M. Gautrin: Et, moi, ce que j'aimerais aussi poser comme question à quelqu'un de votre équipe, c'est: Quelle publicité est faite à ces programmes-là? Autrement dit, si, moi, j'habite je ne sais pas où et je suis dans ma cave en train de faire des inventions, je ne suis pas nécessairement en train de courir après le gouvernement pour trouver les brochures.

M. Rochon: On a, entre autres, d'abord, une pochette d'affiches pour chacun des programmes du ministère qui a été distribuée. On me dit qu'il y en a 5 000 présentement qui ont été distribuées. Et, entre autres, je vous rappellerais qu'on s'est assuré que tous les bureaux de circonscription de tous les membres de l'Assemblée nationale aient ces pochettes et qu'on s'est assuré même de faire une tournée d'information où des membres de mon cabinet ont rencontré le personnel, sur invitation, des bureaux de circonscription pour qu'il ait la pochette, qu'on donne des explications et qu'il comprenne ce qu'était le ministère, ce qu'on essayait de faire, quels étaient ses programmes, et tout le reste. Il y a ça.

Il y a le site du ministère qui a cette information. Ce qui est le contenu papier, dont j'ai un exemple ici, est aussi sur le site du ministère et accessible à tous ceux qui veulent de l'information. Il y a peut-être des moyens autres qui existent. Je pense qu'il y a eu un peu de publicité dans les journaux. Peut-être, si vous étiez d'accord pour céder la parole à la secrétaire générale du ministère, Mme Marie-Josée Guérette, elle pourrait vous donner un peu plus d'information plus précise à ce sujet.

La Présidente (Mme Carrier-Perreault): Alors, Mme Guérette.

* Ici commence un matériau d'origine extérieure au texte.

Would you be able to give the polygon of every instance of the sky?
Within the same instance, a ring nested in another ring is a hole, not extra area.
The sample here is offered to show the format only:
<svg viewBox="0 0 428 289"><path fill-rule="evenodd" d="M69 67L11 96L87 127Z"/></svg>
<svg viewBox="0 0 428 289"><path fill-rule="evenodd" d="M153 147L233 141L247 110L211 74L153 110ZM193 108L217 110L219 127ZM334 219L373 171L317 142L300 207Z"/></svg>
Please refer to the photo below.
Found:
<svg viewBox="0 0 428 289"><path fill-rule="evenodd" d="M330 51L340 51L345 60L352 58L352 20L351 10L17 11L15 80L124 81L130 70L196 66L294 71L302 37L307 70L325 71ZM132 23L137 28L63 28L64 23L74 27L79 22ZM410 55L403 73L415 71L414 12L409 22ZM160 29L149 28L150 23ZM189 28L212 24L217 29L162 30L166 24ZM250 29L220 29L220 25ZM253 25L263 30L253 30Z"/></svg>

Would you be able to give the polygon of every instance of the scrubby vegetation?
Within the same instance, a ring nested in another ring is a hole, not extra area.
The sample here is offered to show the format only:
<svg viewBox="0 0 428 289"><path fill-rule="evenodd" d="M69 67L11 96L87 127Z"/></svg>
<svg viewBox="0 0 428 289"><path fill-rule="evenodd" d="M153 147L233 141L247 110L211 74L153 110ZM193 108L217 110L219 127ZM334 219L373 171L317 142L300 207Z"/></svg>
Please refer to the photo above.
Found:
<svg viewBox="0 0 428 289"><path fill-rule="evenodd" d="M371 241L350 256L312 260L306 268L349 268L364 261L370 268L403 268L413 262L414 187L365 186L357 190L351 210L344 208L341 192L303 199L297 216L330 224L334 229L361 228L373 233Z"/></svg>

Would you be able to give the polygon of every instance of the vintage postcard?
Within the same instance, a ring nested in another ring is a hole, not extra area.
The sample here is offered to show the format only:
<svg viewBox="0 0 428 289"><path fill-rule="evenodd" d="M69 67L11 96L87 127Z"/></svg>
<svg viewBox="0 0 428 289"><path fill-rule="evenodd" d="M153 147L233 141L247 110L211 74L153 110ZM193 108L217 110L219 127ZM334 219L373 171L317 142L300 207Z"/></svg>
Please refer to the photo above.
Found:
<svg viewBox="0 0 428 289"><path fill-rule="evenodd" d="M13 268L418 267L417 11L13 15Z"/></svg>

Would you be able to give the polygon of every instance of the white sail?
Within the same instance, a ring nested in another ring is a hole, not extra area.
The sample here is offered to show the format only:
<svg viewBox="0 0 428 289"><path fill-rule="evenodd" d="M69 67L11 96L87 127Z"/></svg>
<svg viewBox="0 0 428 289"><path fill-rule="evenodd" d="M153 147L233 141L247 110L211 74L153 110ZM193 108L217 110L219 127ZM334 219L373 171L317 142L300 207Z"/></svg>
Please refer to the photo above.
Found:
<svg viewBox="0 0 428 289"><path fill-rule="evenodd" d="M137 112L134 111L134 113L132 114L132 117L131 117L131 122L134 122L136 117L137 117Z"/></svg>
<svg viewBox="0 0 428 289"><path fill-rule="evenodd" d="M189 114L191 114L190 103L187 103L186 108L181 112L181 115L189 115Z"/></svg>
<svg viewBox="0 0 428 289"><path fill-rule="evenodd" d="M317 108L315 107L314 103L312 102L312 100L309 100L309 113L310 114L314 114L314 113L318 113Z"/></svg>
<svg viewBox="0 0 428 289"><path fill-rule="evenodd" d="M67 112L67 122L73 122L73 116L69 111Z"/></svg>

Mme Guérette (Marie-Josée): Alors, essentiellement, Mme la Présidente, ce que le ministre a dit concernant la publicité faite au programme, je pense que ça faisait le tour des mesures en place présentement.

M. Gautrin: Et vous avez une liste, vous pouvez déposer une liste des programmes de subventions accordées? Et les mécaniques de fonctionnement pour accorder ces subventions, c'est par un comité comme...

M. Rochon: C'est les normes qui ont été approuvées par le Trésor. On peut vous déposer quelles sont les normes pour chacun des programmes, si vous le souhaitez.

M. Gautrin: Les normes aussi, j'aimerais ça.

La Présidente (Mme Carrier-Perreault): Alors, je conviens donc que ce sera un autre dépôt au Secrétariat de la commission?

M. Rochon: Alors, je pense, c'est aussi bien qu'on vous dépose les normes de chacun des programmes. C'est une série qui a été approuvée par le Trésor. Ce sera transmis.

La Présidente (Mme Carrier-Perreault): Est-ce que je comprends que vous déposez sur-le-champ ou si vous allez faire parvenir...

Document déposé

M. Rochon: Les normes, on peut vous les déposer sur-le-champ. Alors, c'est virtuellement fait.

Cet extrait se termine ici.